While aspects of the present disclosure have been particularly shown and described with reference to the embodiments above, it will be understood by those skilled in the art that various additional embodiments may be contemplated by the modification of the disclosed machines, systems and methods without departing from the spirit and scope of what is disclosed.

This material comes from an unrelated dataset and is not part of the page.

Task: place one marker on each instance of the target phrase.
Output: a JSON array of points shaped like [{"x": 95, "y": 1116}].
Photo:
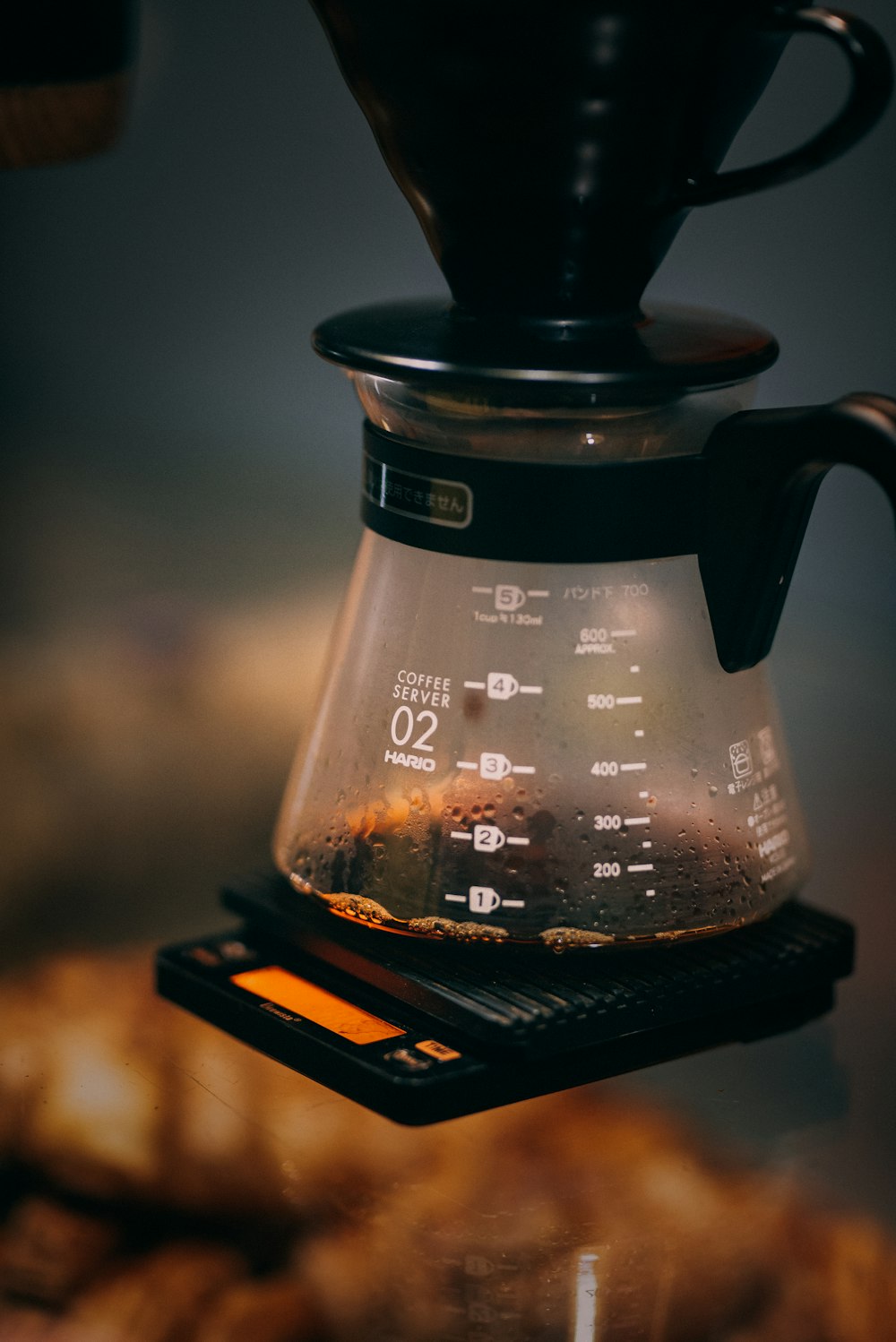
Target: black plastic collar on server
[{"x": 530, "y": 512}]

Such embodiments should be understood to fall within the scope of the present disclosure as determined based upon the claims and any equivalents thereof.

Claims

A cover member (140) for a main bearing (132) for a crankshaft (124) of an engine (100), the main bearing (132) configured to rotatably support the crankshaft (124) in a crankcase (122) of the engine (100), the cover member (140) disposed between the main bearing (132) and the crankcase (122), the cover member (140) configured to at least partially enclose the main bearing (132).
The cover member (140) of claim 1, wherein the main bearing (132) comprises an inner portion configured to interface with the crankshaft (124) and an outer portion configured to interface with the crankcase (122), and wherein the cover member (140) is disposed between the outer portion of the main bearing (132) and the crankcase (122).
The cover member (140) of claim 1 made of one of a sheet metal and a plastic.
The cover member (140) of claim 1 coupled to the main bearing (132) and the crankcase (122) by an interference fit.
The cover member (140) of claim 1 coupled to the main bearing (132) by at least one of adhesives and fasteners.
The cover member (140) of claim 1 having an arcuate shape.
The cover member (140) of claim 1 having a semi-circular shape.
The cover member (140) of claim 7, wherein the main bearing (132) includes an upper portion (134) facing a cylinder member extending from the crankcase (122) and a lower portion (136) opposite to the upper portion (134), and wherein the cover member (140) is disposed on the upper portion (134).
An engine (100) comprising:
a crankcase (122);

a crankshaft (124) rotatably disposed in the crankcase (122);

a main bearing (132) configured to rotatably support the crankshaft (124) in the crankcase (122); and

a cover member (140) disposed between the main bearing (132) and the crankcase (122), the cover member (140) configured to at least partially enclose the main bearing (132).
The engine (100) of claim 9, wherein the main bearing (132) comprises an inner portion configured to interface with the crankshaft (124) and an outer portion configured to interface with the crankcase (122), and wherein the cover member (140) is disposed between the outer portion of the main bearing (132) and the crankcase (122).
The engine (100) of claim 9 made of one of a sheet metal and a plastic.
The engine (100) of claim 9 coupled to the main bearing (132) and the crankcase (122) by an interference fit.
The engine (100) of claim 8 coupled to the main bearing (132) by at least one of adhesives and fasteners.
The engine (100) of claim 9 having a semi-circular shape.
The engine (100) of claim 14, wherein the main bearing (132) includes an upper portion (134) facing a cylinder member extending from the crankcase (122) and a lower portion (136) opposite to the upper portion (134), and wherein the cover member (140) is disposed on the upper portion (134).